The 13-test All Black started on the wing in the 2015 final, but has well and truly made his name as a midfielder through his showings with Canterbury, Northland and the Crusaders.
With a hat-trick of Super Rugby titles, over 50 Super Rugby matches and World Cup experience to his name already, Goodhue has the ability one day go down as a great of the game in New Zealand.
If there is anyone in this side to challenge Goodhue for the title as the most accomplished graduate in this side, it would probably be Anton Lienert-Brown.
Before running out for Waikato or the New Zealand U20 side, Lienert-Brown cracked the first-class scene with a Chiefs debut as an 18-year-old early in 2014.
Things have seemingly been a breeze since then for the 43-test All Black, who will create half of a formidable midfield combination with Goodhue for New Zealand in the coming years.
Another schoolboy sensation, things haven’t gone so smoothly in recent times for Nathaniel Apa.

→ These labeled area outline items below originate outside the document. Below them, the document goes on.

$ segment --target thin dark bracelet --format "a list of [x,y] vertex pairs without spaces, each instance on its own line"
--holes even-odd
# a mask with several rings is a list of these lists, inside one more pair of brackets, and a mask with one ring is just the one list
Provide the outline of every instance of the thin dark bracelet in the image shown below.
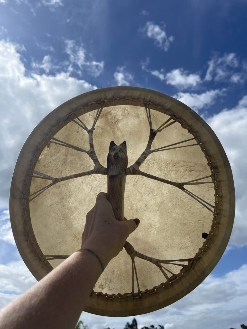
[[104,266],[103,266],[102,262],[100,260],[100,259],[98,257],[97,254],[96,254],[95,253],[94,251],[93,251],[92,250],[91,250],[91,249],[88,249],[88,248],[83,248],[82,249],[81,249],[81,250],[86,250],[87,251],[88,251],[90,253],[92,254],[92,255],[95,256],[99,262],[100,266],[101,266],[101,268],[102,269],[102,272],[104,270]]

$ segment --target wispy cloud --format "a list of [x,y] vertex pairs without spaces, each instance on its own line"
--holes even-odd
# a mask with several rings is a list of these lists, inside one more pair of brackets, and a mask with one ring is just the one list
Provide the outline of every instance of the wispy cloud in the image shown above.
[[[51,36],[50,36],[50,37]],[[50,52],[54,53],[55,52],[54,48],[50,44],[46,44],[45,43],[41,43],[40,42],[37,42],[37,41],[35,42],[35,44],[39,48],[42,49],[43,50],[47,50],[47,51],[49,51]]]
[[224,148],[231,165],[236,189],[236,212],[230,243],[247,244],[247,95],[236,106],[225,109],[207,121]]
[[134,79],[134,76],[125,69],[125,66],[118,67],[114,76],[118,86],[129,86]]
[[190,73],[182,68],[174,69],[165,73],[163,68],[158,70],[150,70],[148,68],[149,59],[141,62],[142,69],[156,77],[160,81],[165,81],[166,83],[171,85],[180,89],[198,87],[202,82],[200,76],[198,73]]
[[140,13],[140,15],[143,15],[144,16],[147,16],[149,14],[148,12],[145,9],[142,10],[141,13]]
[[53,7],[64,5],[61,0],[42,0],[42,3],[45,6]]
[[45,56],[41,63],[33,62],[31,65],[33,68],[42,68],[46,73],[48,73],[53,67],[51,58],[49,55]]
[[207,63],[206,81],[238,84],[243,82],[247,77],[246,63],[244,61],[241,63],[234,53],[225,54],[222,57],[216,54]]
[[82,45],[77,46],[74,40],[65,40],[65,52],[69,56],[71,64],[75,64],[80,69],[85,68],[93,76],[98,76],[104,69],[104,62],[86,60],[86,52]]
[[142,30],[148,38],[154,40],[154,44],[165,51],[167,51],[174,37],[168,37],[165,30],[165,26],[160,26],[152,22],[147,22]]
[[191,107],[195,111],[209,107],[212,105],[217,98],[224,94],[223,89],[211,89],[201,94],[180,92],[173,97]]
[[28,74],[20,51],[16,45],[0,41],[0,90],[4,95],[0,97],[0,108],[5,114],[0,123],[2,141],[0,146],[0,207],[2,208],[7,206],[15,162],[30,132],[45,115],[63,102],[96,88],[85,80],[71,76],[68,71],[61,70],[49,75],[32,72]]
[[172,70],[166,76],[166,83],[182,89],[196,87],[201,83],[200,76],[195,73],[189,73],[182,68]]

The Samoan-born utility back played for his nation of birth at the 2014 U20 World Championships, the same year he debuted for Canterbury in the Mitre 10 Cup.

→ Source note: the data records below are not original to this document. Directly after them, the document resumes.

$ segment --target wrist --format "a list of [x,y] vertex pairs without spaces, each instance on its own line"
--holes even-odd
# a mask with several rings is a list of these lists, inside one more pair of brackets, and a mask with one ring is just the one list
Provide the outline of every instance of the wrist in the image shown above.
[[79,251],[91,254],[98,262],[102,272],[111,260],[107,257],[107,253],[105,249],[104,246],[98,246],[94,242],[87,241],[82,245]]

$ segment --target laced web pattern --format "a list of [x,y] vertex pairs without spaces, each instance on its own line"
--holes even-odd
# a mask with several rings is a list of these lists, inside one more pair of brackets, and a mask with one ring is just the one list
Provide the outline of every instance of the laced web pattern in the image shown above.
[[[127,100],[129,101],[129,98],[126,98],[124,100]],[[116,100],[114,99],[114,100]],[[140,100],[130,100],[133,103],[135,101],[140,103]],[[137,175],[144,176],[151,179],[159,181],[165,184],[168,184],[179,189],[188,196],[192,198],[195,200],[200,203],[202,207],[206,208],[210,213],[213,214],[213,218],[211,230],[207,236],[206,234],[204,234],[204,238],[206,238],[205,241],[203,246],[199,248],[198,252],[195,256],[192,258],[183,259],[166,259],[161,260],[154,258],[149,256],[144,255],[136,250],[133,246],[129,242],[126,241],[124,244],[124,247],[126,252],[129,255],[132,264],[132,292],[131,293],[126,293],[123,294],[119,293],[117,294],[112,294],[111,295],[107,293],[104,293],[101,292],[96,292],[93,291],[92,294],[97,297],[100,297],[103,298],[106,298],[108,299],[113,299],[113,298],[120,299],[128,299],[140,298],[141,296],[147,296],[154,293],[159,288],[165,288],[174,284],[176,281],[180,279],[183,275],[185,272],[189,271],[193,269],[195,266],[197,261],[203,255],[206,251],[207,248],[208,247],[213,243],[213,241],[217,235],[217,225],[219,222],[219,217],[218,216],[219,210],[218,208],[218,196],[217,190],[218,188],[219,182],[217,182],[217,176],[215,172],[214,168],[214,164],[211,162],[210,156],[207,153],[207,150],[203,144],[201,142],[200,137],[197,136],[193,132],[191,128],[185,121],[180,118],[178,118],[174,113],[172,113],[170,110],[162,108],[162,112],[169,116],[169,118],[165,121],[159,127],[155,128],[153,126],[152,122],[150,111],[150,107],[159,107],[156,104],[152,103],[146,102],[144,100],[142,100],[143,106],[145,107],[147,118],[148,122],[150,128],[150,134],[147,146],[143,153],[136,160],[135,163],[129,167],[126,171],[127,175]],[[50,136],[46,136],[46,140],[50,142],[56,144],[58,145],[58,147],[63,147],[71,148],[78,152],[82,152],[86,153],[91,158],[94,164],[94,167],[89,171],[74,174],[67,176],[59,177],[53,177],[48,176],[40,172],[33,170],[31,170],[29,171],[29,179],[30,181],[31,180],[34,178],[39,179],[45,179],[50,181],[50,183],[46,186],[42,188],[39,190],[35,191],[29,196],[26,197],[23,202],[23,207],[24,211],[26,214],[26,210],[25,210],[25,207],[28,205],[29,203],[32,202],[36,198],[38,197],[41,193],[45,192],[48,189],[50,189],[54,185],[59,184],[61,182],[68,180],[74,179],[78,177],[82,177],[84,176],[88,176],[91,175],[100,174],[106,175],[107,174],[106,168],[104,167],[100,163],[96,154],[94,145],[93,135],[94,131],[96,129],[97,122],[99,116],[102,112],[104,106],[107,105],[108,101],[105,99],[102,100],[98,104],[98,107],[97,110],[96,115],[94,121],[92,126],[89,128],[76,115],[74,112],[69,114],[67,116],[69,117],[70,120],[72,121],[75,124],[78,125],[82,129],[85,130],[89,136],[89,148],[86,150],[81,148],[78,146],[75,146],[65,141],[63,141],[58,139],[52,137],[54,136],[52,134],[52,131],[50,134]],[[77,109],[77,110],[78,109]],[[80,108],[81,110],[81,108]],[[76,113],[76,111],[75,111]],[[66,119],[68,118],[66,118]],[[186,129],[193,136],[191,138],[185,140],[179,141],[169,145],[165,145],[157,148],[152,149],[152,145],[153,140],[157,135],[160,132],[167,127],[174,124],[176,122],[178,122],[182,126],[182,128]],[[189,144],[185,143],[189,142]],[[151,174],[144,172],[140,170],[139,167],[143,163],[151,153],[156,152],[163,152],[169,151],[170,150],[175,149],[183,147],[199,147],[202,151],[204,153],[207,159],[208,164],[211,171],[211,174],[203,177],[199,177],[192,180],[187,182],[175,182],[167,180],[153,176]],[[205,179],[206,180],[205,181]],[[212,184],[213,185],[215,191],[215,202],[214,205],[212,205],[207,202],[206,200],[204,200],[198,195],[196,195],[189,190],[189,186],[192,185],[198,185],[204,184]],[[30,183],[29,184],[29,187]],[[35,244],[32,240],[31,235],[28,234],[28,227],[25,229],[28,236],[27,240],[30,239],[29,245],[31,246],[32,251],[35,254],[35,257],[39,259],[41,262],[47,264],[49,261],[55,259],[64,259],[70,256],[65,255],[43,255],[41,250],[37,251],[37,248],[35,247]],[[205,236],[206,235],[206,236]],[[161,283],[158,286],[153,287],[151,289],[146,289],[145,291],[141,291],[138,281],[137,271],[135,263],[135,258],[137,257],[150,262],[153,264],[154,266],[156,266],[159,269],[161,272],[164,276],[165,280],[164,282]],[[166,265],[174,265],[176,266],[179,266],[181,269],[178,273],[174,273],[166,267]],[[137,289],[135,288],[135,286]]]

However, following failed stints with Waikato and the Crusaders, a year-long lay-off saw him return to domestic action last year with Counties Manukau.
Plenty of hype has followed Vince Aso since he scored four tries in seven outings for Auckland in his maiden provincial campaign in 2013 at the age of just 18.

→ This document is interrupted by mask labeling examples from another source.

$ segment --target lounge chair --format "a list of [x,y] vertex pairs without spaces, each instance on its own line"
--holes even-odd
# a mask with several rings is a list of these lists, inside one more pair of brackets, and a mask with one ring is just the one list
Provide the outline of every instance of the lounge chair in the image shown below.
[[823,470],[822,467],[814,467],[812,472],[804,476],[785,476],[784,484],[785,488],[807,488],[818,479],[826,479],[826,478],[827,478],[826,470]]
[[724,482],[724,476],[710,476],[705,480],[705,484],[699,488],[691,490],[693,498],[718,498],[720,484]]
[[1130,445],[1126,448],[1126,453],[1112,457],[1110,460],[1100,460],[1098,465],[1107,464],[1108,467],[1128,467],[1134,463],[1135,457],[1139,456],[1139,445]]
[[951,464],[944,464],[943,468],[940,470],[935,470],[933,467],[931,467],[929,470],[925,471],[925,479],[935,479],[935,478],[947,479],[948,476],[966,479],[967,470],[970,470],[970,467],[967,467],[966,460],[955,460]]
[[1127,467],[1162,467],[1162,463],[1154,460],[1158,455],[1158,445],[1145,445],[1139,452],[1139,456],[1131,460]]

Such anticipation yielded back-to-back New Zealand U20 selections in the ensuing years, which preceded a Super Rugby call-up to the Hurricanes in their title-winning season.
It’s in Wellington where Aso has made himself at home, with the explosive utility back shining in his 51-match Super Rugby career to keep him on the edge of All Blacks contention.
There are many players who exemplify the benefits of developing in the Canterbury and Crusaders academy system, and George Bridge is one of them.
The Gisborne native moved to Christchurch in his first year out of school in 2014 with minimal acclaim at schoolboy level, only to earn national U20 selection a year later.
Bridge’s stocks have sky-rocketed since then, as he’s helped Canterbury and the Crusaders to a multitude of titles, all while plying his trade on the wing in nine tests for the All Blacks.
The younger brother of All Blacks duo Casey and Nepo, Luteru Laulala is yet to emulate the feats of his older siblings.
A Samoan U20 representative in 2014, the Wesley College product struggled to capitalise on the success of 2015 after a three-season spell with Canterbury.
A move to Counties Manukau in 2017 hasn’t yielded much fortune as of yet, although Laulala played against the British and Irish Lions twice for the Provincial Barbarians and Chiefs, and has spent time with NTT Communications Shining Arcs in Japan.
For someone who played for North Harbour, the Blues and the All Blacks Sevens while still in school, you could be excused for expecting big things out of Tevita Li.
Across two U20 World Championships, he scored 13 tries in 10 matches, and was a handful for North Harbour over six season, but just couldn’t replicate his devastating finishing in Super Rugby.
In two three-season spells with the Blues and Highlanders, Li managed only 19 tries in 66 matches, and is now in Japan playing for Top League giants Suntory Sungoliath.